The main performance of a typical syncopal episode can be divided into 3 phases.
(1) Prodromal phase: Autonomic symptoms are obvious, sudden pallor, cold sweat, nausea, fatigue, dizziness, tinnitus, and body swaying due to hypotonia.
(2) Syncope phase: loss of consciousness and generalized loss of muscle tone and collapse.
(3) Recovery period: The patient gradually wakes up, still pale, sweating, and weak. There may be nausea and hyperventilation, but no confusion and headache.
Clinical types
(1) Hypotensive syncope: Hypotension can be caused by dysfunction of the reflex arc that regulates blood pressure and heart rate.
(1) Reflex syncope: In recent years, it is also known as neuralmediated syncope. It includes several types with approximately the same pathogenesis.

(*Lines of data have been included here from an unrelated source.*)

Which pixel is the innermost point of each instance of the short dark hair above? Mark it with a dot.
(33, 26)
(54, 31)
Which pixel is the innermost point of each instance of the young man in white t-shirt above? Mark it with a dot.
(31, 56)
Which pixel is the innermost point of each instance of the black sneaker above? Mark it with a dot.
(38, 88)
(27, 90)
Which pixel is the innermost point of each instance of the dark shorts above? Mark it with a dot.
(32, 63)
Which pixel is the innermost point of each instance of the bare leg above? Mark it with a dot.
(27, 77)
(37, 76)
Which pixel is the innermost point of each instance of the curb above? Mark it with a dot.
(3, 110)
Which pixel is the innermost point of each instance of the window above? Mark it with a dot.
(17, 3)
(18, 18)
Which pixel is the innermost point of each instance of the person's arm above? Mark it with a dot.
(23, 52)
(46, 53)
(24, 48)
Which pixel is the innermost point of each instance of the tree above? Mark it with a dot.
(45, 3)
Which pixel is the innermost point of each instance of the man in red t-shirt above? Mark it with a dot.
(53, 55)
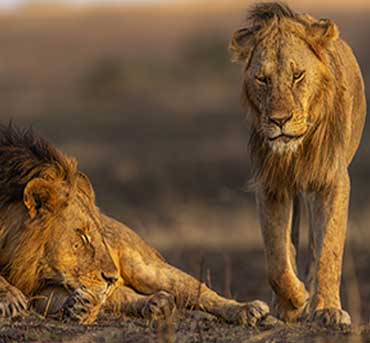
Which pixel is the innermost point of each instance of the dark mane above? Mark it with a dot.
(265, 11)
(24, 156)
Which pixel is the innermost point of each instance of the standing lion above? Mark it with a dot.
(304, 96)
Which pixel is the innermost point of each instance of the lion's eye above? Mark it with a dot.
(298, 76)
(85, 238)
(261, 79)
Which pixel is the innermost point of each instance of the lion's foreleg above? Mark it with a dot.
(12, 300)
(276, 221)
(328, 216)
(127, 301)
(188, 292)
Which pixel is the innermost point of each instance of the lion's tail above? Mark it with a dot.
(295, 224)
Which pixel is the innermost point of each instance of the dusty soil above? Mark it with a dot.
(228, 274)
(186, 327)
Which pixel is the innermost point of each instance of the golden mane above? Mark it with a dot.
(23, 158)
(314, 164)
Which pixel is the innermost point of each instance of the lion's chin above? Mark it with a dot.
(284, 144)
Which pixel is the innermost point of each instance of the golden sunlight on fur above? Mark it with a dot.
(304, 97)
(62, 256)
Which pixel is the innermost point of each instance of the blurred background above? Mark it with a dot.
(143, 94)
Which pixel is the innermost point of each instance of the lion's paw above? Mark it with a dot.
(13, 302)
(250, 314)
(160, 305)
(82, 306)
(331, 317)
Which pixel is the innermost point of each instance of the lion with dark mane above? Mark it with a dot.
(304, 96)
(54, 241)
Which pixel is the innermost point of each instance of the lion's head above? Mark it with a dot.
(289, 91)
(52, 227)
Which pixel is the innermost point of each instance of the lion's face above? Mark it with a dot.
(76, 255)
(281, 83)
(283, 77)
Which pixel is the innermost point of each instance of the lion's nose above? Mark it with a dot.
(280, 119)
(110, 279)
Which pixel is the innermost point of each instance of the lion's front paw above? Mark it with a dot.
(249, 314)
(13, 302)
(160, 305)
(82, 306)
(331, 317)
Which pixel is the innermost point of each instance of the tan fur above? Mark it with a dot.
(53, 238)
(49, 226)
(304, 97)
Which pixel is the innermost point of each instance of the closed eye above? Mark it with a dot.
(298, 76)
(85, 238)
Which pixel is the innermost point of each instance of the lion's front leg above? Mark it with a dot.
(160, 305)
(12, 301)
(290, 296)
(144, 270)
(328, 222)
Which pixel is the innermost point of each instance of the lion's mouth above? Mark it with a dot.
(286, 138)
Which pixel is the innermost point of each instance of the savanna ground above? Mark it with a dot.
(146, 98)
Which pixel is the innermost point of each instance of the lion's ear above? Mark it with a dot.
(241, 45)
(324, 32)
(86, 186)
(41, 197)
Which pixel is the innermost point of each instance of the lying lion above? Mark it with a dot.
(56, 244)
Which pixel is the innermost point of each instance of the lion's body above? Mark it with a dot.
(55, 241)
(305, 99)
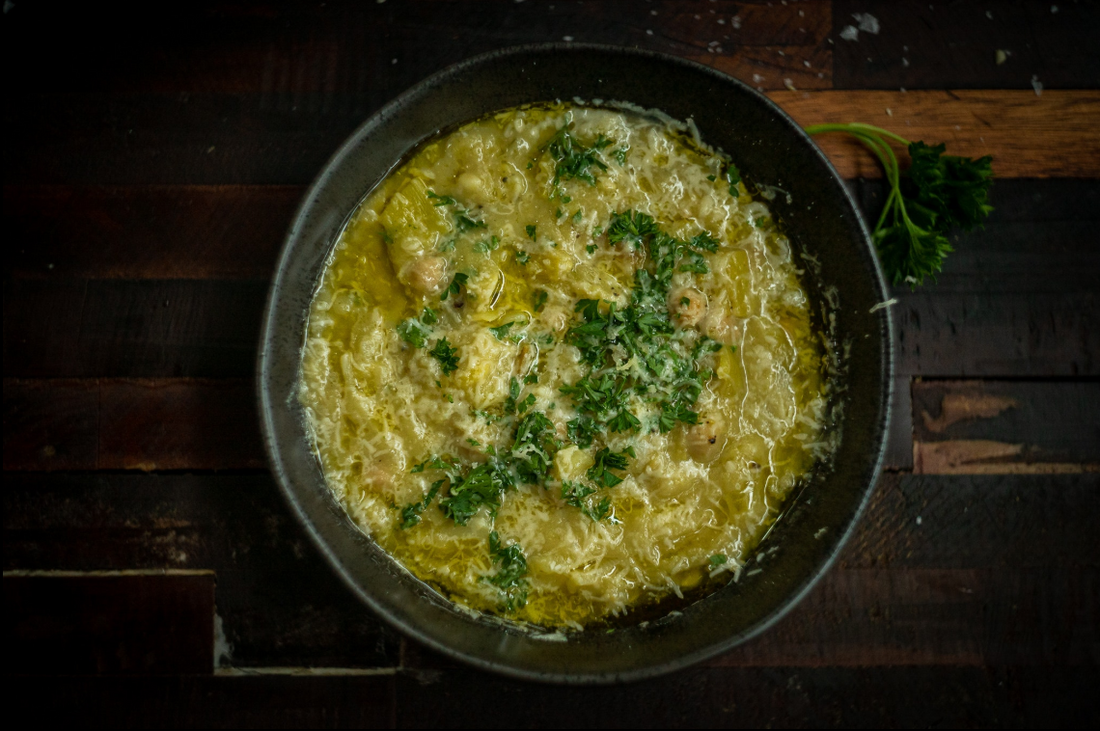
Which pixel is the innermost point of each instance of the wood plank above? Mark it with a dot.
(195, 701)
(997, 427)
(762, 698)
(941, 569)
(900, 439)
(1015, 299)
(171, 328)
(1029, 136)
(285, 51)
(997, 522)
(167, 423)
(278, 601)
(222, 139)
(954, 45)
(151, 623)
(146, 232)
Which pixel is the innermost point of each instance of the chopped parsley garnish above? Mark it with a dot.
(502, 331)
(448, 356)
(574, 162)
(600, 473)
(509, 577)
(638, 352)
(574, 494)
(416, 332)
(457, 284)
(463, 218)
(534, 447)
(488, 245)
(938, 194)
(482, 486)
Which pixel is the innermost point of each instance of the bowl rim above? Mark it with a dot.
(268, 333)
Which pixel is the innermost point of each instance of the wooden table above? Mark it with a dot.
(152, 572)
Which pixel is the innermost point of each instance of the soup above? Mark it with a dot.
(560, 364)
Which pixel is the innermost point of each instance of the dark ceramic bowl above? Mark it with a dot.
(821, 220)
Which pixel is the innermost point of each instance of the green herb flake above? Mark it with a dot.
(509, 576)
(457, 284)
(502, 331)
(410, 514)
(574, 161)
(448, 356)
(733, 177)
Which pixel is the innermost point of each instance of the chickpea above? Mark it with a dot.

A. Vascular decompression syncope (vasodepressorsyncope): also known as vasovagalsyncope or simple syncope, is the most common type in clinical practice. It can develop in men and women of any age. Twenty to 25 percent of young people suffer from this syndrome, and it is more common in younger, weaker women. The onset of the disease has obvious triggers, commonly pain, fear, seeing blood, receiving an injection or minor surgery, hot weather, crowded places, hunger, fatigue, etc. Most of the episodes occur in the standing position, occasionally in the sitting position, and never in the lying position.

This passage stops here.